Where have I been all week? you might ask. Drawing these bottles! My finished project is pictured above. All told, this was a fifteen-hour drawing. Five weeks in, this is my first major project. I haven’t been critiqued on it yet. That will happen Monday and I finished after hours Friday. After measuring and plotting, the drawing started really taking shape sometime on Wednesday. Other first year students either finished the assignment very quickly or were busy with other projects and not quite started. So I didn’t have anyone at the exact same phase of the project to compare notes with as I slogged on this week.
I listened to this addictive and immersing podcast produced by Sarah Koenig from This American Life called Serial in which Koenig investigates a possible wrongful conviction on a real murder trial from 1999 involving Baltimore high school students. The story unfolds week by week with new episodes released Thursdays and as with all great whodunnits, there are no clear answers. (If you listen and are current on it please let me know so we can obsess over the details and logistics together.) This is all to say that I made my self cups of tea, binge-listened to the first four episodes and drew. Around Wednesday my peers and teachers started coming by to say they thought the drawing was really getting somewhere. At some point during the crime and intrigue coming from my headphones, a finished analytical drawing of eight bottles and one bowl emerged. The students who finished the project quickly did a good job and definitely got the geometry point of the exercise.

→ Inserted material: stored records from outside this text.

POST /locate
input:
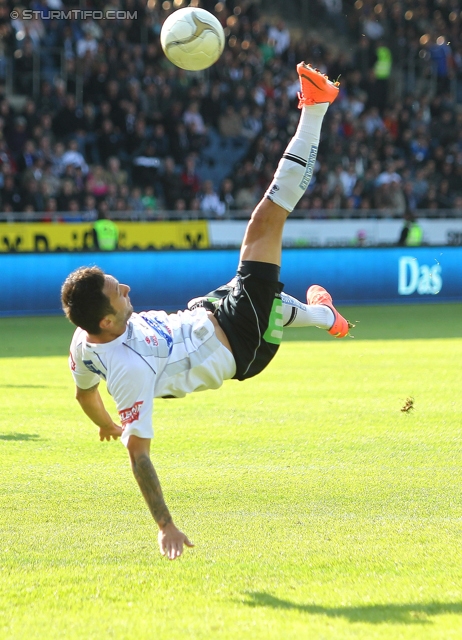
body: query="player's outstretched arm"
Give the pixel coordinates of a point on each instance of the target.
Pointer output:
(171, 539)
(92, 405)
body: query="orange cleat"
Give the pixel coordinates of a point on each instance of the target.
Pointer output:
(315, 86)
(318, 295)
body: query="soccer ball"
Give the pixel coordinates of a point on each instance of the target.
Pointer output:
(192, 38)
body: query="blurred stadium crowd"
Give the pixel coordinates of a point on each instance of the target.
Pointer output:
(109, 124)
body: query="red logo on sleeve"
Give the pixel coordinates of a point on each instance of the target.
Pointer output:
(128, 416)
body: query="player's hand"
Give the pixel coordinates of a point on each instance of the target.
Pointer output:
(171, 541)
(113, 431)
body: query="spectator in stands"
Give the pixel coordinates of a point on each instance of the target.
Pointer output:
(170, 183)
(189, 180)
(210, 203)
(106, 232)
(73, 157)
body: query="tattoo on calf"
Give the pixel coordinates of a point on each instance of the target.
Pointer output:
(149, 484)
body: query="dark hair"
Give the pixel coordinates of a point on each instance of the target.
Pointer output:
(83, 300)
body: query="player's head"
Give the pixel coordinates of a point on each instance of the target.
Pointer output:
(96, 301)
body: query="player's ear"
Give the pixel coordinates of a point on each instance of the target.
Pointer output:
(106, 322)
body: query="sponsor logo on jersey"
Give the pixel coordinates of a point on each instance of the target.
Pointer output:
(161, 329)
(91, 367)
(127, 416)
(273, 189)
(72, 361)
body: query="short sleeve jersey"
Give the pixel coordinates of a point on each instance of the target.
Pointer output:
(158, 355)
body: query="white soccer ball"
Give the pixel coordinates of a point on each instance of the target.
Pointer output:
(192, 38)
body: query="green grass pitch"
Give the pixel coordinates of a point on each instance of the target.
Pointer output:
(319, 509)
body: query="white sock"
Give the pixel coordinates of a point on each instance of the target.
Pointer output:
(296, 166)
(297, 314)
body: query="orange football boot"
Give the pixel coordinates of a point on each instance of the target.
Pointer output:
(315, 86)
(318, 295)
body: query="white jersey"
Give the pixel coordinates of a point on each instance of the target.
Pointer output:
(158, 355)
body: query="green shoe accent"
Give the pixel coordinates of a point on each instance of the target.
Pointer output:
(275, 329)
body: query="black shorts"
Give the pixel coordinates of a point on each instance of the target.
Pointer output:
(250, 314)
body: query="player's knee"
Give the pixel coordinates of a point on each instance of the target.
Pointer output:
(262, 223)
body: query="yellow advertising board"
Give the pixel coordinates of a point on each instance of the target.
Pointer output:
(66, 236)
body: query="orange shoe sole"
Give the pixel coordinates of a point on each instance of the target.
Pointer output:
(318, 295)
(315, 86)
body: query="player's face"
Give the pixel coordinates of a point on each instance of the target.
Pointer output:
(120, 301)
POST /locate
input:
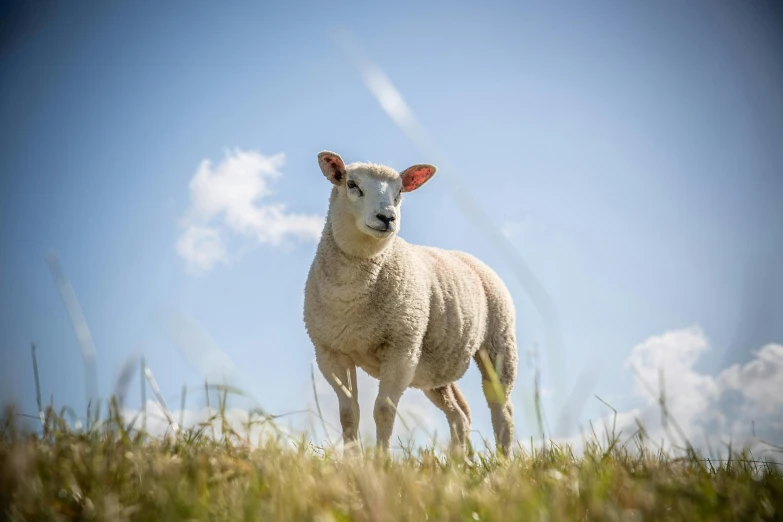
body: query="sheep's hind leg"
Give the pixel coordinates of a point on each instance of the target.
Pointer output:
(450, 401)
(395, 377)
(504, 368)
(340, 372)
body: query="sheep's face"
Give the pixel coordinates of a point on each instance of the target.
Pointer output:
(371, 194)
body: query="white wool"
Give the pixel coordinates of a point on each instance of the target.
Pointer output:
(409, 315)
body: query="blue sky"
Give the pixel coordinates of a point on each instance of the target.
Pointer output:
(630, 152)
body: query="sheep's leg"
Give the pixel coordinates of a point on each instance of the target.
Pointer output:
(503, 371)
(450, 401)
(395, 377)
(340, 372)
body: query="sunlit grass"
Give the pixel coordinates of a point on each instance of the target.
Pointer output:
(112, 471)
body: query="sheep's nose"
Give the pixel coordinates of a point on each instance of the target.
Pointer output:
(385, 219)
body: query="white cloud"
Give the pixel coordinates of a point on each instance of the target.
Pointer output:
(742, 404)
(227, 197)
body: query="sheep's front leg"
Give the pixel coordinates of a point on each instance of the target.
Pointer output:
(340, 371)
(395, 376)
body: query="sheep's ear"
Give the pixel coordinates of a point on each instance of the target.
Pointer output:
(416, 176)
(332, 166)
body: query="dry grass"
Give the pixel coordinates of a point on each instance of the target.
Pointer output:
(109, 471)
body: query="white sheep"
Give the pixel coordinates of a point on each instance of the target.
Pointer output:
(408, 315)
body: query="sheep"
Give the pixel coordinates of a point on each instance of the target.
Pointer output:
(408, 315)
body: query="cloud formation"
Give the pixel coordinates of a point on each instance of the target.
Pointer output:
(741, 405)
(232, 196)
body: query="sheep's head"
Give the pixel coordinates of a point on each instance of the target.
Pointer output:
(370, 195)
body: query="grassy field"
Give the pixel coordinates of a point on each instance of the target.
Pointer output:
(111, 472)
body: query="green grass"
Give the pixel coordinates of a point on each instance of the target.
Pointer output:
(109, 471)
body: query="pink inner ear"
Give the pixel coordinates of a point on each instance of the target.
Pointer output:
(336, 167)
(415, 177)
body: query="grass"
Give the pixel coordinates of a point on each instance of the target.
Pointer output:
(112, 471)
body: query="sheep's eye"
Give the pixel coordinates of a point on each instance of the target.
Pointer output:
(352, 185)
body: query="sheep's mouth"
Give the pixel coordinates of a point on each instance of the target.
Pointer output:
(386, 230)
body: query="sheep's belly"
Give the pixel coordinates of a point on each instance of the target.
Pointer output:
(439, 367)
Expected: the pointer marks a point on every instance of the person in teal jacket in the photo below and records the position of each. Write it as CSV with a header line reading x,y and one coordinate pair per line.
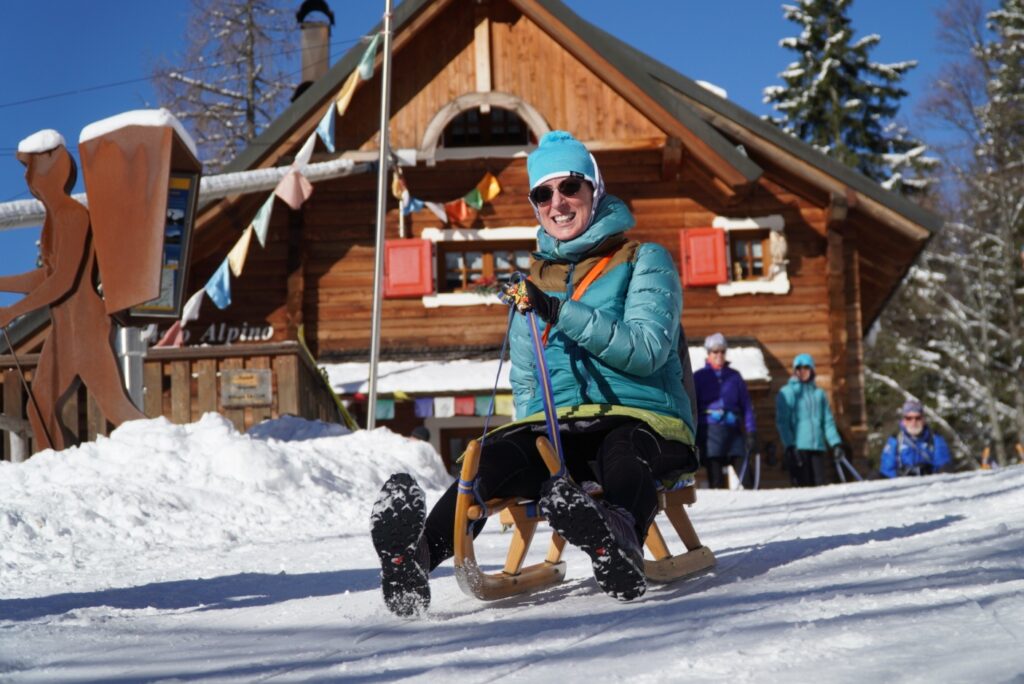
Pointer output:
x,y
806,426
611,311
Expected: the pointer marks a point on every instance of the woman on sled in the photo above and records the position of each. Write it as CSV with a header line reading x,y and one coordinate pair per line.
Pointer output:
x,y
625,420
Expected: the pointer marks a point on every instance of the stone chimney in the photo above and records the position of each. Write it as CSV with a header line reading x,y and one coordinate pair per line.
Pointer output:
x,y
315,42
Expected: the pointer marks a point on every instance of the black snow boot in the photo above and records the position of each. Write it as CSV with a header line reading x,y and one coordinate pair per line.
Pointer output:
x,y
604,532
396,528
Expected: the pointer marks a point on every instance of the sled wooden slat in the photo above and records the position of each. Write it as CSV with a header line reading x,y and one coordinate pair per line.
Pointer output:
x,y
485,586
523,517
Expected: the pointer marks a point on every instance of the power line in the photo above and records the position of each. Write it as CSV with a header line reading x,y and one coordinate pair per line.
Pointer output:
x,y
117,84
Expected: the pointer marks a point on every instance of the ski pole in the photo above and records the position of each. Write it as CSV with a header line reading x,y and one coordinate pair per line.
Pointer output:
x,y
28,389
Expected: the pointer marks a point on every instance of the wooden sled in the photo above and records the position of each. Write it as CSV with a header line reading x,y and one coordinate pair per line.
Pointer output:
x,y
523,516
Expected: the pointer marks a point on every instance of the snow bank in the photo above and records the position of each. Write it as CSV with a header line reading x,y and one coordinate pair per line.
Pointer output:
x,y
158,487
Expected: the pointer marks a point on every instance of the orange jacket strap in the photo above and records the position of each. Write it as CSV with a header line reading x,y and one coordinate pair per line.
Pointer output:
x,y
590,278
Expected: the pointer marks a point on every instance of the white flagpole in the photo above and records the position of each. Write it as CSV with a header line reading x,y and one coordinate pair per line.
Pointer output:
x,y
382,172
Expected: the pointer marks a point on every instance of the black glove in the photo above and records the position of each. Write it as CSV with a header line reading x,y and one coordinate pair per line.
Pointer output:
x,y
545,306
790,458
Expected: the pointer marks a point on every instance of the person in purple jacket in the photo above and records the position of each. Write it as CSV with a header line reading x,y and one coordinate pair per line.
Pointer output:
x,y
726,429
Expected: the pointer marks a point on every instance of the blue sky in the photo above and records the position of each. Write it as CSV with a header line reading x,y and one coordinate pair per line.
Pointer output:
x,y
81,48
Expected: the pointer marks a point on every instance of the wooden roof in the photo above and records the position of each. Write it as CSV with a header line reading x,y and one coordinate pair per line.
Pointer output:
x,y
733,145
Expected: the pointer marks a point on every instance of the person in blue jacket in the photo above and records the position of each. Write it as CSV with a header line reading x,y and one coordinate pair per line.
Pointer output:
x,y
726,428
616,381
806,426
915,450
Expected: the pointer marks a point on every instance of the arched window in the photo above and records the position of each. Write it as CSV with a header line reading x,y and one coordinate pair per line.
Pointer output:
x,y
472,128
460,124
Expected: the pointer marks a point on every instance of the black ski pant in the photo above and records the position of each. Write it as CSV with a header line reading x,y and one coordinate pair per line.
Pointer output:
x,y
625,456
717,478
811,469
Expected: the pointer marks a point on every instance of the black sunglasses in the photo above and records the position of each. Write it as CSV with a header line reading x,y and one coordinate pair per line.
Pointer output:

I kept hearing Juliette in my ear about how we really need to push ourselves for accuracy. I can look at this and see places where two of the bottles got a little fat. But for the most part this was an exercise in “relentlessly seeking the truth” and not being afraid of erasing whole bottles or starting over.
At the end of the afternoon Friday, an assistant teacher came around and said I should have drawn on a larger sheet of paper so I could have more margin to frame it because then I could sell it. Sell it? He said it might look like the bleary-eyed slog of the past week but some people find these drawings fascinating. Truthfully, I had a great time doing it. It was the kind of precision work where you forget to breathe and hunch over awkwardly without realizing it, but I got so much better at knowing the way with each bottle that the excitement started to compound. We’re advised not to think of these exercises as fine art. We’re undergoing academic training for four years and then have the rest of our careers to be conscious of how our drawings and paintings look. For now we’re mastering the skills needed to create fine art and that means taking risks. Ones that might, and should, result in failure because thats where the learning happens. The bottle project however demands refinement. I think that’s why it was so easy to commit and pour myself into it. Analytical in this context means an accessible and attainable accuracy. Drawing from a model or en plein air is far harder, the truth more elusive. That’s what makes the heart quicken and the time fly in the life room where there’s a live model and infinite geometries. I don’t need a crime drama, it’s all happening on the paper in front of me and in the micro movements and expression of the model.
Next week I’ll begin using these analytical drawing lessons to draw the cast of a classical horse sculpture. We also will start our first two-week pose in the life room – the model will resume the same pose for ten mornings and hold it for three-hour sessions with breaks every twenty minutes. I’m interested to see how the analytical exercises start influencing my life room drawing and how it feeds my quest to strike a balance between straight lines and gestural expression. We’re starting week six Monday. My seeing and drawing instincts have already begun to rewire.